Modelling, simulation and analysis of security of supply scenarios in integrated gas and electricity transmission networks

The integration of variable renewable energy sources into existing energy supply systems has increased the coupling between different critical energy infrastructures. The operation of natural gas and electricity transmission networks, for instance, is increasingly interdependent, due to a growing use of gas fired generators in the electricity system and the use of electric driven compressors in the gas system. In addition, new evolving technologies such as Power-to-Gas are expected to further increase the coupling between the two energy vectors.

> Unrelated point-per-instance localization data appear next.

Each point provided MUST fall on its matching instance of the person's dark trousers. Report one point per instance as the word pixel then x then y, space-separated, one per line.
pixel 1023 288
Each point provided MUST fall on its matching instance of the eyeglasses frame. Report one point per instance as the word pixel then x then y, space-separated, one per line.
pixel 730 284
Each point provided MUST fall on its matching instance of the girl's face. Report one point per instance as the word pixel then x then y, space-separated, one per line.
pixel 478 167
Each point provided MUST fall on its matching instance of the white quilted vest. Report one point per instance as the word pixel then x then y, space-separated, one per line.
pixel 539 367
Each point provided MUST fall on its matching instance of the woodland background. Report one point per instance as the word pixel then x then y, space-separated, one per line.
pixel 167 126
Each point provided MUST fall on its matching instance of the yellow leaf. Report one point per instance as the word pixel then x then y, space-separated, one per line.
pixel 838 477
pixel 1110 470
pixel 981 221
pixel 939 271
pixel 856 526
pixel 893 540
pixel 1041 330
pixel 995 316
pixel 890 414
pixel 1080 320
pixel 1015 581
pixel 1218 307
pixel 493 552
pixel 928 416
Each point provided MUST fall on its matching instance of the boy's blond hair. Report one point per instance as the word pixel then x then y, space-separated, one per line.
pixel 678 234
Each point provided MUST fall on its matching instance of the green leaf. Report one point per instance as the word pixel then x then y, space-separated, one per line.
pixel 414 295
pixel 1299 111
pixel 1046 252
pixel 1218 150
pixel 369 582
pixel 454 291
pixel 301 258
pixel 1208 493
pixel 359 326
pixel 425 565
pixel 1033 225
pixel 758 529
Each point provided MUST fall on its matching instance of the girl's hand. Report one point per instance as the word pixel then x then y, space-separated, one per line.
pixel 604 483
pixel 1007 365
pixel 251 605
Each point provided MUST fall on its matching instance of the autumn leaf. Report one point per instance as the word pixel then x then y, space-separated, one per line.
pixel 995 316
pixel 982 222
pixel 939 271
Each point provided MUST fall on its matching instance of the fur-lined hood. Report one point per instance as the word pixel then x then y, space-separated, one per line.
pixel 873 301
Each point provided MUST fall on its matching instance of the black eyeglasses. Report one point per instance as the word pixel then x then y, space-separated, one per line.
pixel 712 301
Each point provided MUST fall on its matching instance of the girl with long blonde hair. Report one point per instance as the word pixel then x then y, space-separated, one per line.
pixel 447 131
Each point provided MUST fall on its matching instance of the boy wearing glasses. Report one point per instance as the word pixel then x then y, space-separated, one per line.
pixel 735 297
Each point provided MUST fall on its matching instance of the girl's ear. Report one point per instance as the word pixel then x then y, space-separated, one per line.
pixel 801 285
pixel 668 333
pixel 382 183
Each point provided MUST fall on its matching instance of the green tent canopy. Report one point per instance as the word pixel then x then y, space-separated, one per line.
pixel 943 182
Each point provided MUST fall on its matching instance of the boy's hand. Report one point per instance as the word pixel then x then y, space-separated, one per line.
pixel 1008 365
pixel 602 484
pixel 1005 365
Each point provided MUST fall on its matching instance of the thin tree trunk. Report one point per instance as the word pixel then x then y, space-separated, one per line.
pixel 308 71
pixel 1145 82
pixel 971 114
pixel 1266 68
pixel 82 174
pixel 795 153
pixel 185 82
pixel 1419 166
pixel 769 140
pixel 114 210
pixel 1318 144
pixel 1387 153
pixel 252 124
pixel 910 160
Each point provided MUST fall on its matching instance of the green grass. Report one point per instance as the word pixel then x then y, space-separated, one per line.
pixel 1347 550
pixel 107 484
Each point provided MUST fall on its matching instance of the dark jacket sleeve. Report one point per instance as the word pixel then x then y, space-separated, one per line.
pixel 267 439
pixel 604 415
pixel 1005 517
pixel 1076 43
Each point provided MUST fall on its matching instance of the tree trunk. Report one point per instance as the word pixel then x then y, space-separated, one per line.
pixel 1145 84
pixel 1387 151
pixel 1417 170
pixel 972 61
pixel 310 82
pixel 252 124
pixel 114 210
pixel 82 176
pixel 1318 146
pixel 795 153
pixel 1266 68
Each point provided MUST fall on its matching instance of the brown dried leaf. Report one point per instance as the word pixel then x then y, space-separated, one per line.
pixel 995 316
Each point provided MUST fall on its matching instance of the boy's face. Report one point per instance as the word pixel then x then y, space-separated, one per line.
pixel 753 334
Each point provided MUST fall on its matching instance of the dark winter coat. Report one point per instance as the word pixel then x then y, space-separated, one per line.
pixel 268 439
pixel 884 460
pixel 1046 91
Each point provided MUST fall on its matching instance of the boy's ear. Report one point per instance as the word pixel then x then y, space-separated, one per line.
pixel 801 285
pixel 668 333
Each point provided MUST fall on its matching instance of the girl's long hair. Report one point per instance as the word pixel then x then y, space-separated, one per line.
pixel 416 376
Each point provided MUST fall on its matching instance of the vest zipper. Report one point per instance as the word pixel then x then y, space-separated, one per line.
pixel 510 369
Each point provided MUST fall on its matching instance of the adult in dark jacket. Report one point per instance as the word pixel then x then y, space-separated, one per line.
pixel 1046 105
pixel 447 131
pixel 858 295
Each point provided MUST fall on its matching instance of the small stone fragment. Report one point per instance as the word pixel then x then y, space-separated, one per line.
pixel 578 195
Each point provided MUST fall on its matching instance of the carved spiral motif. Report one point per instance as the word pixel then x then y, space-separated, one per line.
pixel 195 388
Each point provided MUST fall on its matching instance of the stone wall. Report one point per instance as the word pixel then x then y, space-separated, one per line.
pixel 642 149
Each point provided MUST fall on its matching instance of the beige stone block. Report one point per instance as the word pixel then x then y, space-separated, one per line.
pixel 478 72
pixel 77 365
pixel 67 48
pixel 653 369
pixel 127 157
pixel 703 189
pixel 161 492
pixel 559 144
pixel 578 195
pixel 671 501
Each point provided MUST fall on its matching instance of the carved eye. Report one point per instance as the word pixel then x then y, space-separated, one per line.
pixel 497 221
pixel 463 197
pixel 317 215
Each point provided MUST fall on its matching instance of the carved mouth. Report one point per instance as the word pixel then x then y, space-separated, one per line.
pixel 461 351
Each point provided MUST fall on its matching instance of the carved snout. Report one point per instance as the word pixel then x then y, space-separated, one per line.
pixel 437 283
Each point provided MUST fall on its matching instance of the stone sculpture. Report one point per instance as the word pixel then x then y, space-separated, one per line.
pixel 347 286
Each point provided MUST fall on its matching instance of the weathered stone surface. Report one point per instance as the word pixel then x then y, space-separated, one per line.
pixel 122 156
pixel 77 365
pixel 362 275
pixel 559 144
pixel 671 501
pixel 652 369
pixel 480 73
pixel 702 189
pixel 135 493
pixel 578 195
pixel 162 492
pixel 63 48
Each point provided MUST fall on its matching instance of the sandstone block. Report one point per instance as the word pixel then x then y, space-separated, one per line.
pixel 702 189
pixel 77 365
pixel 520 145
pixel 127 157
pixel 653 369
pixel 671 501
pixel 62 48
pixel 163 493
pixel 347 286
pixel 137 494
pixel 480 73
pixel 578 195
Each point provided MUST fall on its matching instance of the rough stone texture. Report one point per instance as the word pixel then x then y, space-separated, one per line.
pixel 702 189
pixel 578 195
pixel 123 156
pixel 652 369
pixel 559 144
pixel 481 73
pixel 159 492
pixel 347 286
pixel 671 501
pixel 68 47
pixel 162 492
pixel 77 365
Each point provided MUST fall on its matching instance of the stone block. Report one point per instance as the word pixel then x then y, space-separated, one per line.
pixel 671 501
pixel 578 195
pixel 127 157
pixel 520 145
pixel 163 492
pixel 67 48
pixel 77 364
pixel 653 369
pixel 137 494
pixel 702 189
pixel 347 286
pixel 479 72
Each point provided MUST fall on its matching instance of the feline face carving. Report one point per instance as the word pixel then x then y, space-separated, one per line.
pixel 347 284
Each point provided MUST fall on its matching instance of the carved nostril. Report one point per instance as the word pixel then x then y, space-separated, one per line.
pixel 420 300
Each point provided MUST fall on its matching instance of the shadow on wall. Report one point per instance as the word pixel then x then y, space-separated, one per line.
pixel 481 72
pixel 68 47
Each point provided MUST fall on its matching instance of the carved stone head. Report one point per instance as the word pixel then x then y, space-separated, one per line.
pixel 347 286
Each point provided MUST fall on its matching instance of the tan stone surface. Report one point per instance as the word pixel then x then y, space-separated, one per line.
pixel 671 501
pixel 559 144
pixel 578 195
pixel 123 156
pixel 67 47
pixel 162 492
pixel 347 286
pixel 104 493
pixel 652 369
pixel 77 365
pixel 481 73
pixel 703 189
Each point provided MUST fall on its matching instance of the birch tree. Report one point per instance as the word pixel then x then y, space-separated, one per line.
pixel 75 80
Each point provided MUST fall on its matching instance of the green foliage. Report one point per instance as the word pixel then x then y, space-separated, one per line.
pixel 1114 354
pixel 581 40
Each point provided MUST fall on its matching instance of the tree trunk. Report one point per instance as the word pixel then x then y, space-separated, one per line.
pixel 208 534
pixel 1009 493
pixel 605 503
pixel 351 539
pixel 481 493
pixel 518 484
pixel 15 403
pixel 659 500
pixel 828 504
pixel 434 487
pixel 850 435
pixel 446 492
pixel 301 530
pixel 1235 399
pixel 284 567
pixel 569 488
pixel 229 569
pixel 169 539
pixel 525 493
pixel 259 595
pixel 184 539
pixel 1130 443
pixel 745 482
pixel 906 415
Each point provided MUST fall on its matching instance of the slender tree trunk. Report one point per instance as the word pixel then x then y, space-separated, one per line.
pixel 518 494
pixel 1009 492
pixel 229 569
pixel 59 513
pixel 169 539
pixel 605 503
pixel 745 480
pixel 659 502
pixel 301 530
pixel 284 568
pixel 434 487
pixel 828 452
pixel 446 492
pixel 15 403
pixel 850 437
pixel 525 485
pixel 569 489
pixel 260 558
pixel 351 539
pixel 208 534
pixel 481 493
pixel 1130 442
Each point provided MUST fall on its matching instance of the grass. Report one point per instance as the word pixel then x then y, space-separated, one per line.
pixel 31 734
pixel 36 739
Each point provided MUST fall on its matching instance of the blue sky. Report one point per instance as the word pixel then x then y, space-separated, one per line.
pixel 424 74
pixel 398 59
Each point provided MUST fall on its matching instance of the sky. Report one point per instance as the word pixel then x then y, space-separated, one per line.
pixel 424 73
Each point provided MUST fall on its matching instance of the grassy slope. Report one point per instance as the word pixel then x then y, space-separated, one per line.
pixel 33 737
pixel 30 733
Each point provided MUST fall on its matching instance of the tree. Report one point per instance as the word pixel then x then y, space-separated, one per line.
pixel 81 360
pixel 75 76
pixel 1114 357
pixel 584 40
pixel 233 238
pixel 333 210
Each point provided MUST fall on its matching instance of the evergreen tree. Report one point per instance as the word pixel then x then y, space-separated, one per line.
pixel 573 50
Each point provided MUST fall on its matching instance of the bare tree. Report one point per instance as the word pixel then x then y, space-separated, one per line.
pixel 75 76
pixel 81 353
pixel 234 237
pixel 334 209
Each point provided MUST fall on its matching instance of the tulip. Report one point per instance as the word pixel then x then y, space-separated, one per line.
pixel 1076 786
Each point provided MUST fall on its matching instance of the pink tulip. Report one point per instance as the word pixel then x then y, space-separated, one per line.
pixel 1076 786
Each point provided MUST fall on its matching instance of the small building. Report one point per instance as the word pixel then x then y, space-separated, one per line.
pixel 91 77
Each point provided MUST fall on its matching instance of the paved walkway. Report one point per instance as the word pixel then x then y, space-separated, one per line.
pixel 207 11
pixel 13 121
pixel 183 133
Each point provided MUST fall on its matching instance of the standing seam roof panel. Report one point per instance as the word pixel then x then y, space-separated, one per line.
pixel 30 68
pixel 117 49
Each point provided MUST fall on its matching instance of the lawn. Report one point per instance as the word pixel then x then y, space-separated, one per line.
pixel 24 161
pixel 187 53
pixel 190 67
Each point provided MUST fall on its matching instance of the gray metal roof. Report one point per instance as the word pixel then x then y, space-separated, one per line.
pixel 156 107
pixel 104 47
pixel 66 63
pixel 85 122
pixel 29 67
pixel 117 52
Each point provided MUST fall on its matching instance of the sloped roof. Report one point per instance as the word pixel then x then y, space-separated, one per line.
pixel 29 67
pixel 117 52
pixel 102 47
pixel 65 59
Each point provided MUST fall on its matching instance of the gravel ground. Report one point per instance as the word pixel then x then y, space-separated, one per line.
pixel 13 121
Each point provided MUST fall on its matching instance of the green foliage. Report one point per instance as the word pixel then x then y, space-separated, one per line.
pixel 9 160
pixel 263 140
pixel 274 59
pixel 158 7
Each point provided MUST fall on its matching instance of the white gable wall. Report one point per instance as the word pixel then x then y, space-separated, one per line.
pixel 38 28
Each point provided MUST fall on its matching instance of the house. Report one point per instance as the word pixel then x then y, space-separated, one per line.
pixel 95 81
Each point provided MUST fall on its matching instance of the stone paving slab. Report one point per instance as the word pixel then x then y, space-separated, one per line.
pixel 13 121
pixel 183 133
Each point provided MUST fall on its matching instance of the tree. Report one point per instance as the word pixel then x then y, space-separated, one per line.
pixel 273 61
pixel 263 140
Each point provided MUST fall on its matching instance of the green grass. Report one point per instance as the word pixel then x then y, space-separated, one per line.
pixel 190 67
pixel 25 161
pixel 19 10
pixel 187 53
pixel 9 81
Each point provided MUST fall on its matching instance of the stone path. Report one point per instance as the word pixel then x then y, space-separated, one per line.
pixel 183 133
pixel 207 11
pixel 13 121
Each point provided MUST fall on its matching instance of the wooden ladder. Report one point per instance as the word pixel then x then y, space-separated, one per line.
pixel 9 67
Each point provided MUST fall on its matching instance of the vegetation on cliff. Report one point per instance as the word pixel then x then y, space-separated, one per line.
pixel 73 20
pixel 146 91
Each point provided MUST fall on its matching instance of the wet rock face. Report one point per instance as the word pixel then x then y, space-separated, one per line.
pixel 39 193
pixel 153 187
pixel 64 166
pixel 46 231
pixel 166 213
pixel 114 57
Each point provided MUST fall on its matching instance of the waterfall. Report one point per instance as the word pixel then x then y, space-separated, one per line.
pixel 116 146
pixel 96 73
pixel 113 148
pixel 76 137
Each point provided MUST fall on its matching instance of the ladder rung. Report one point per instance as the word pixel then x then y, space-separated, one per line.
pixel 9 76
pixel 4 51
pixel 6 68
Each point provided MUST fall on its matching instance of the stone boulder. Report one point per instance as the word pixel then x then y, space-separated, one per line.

This trend suggests the need to examine (a) the depth and scope of these interdependencies, (b) how they may affect the operation of the two systems and (c) how to proactively approach the bottlenecks and challenges that may emerge.
This dissertation develops simulation models to analyse the interdependencies between gas and electricity networks in terms of security of energy supply. The simulation models are implemented into a novel simulation tool named SAInt, which is intended to support gas and power transmission system operators, regulatory agencies, energy consultants and researchers to examine the interactions between gas and electricity networks and to assess the impact of disruptions on security of supply.

Results show how the developed simulation models can give insight into important and critical information such as the timing and propagation of contingencies and the grace period to react to these undesired events. Such information may improve the coordination between gas and power transmission system operators and increase the resilience and the level of security of supply in the coupled energy system.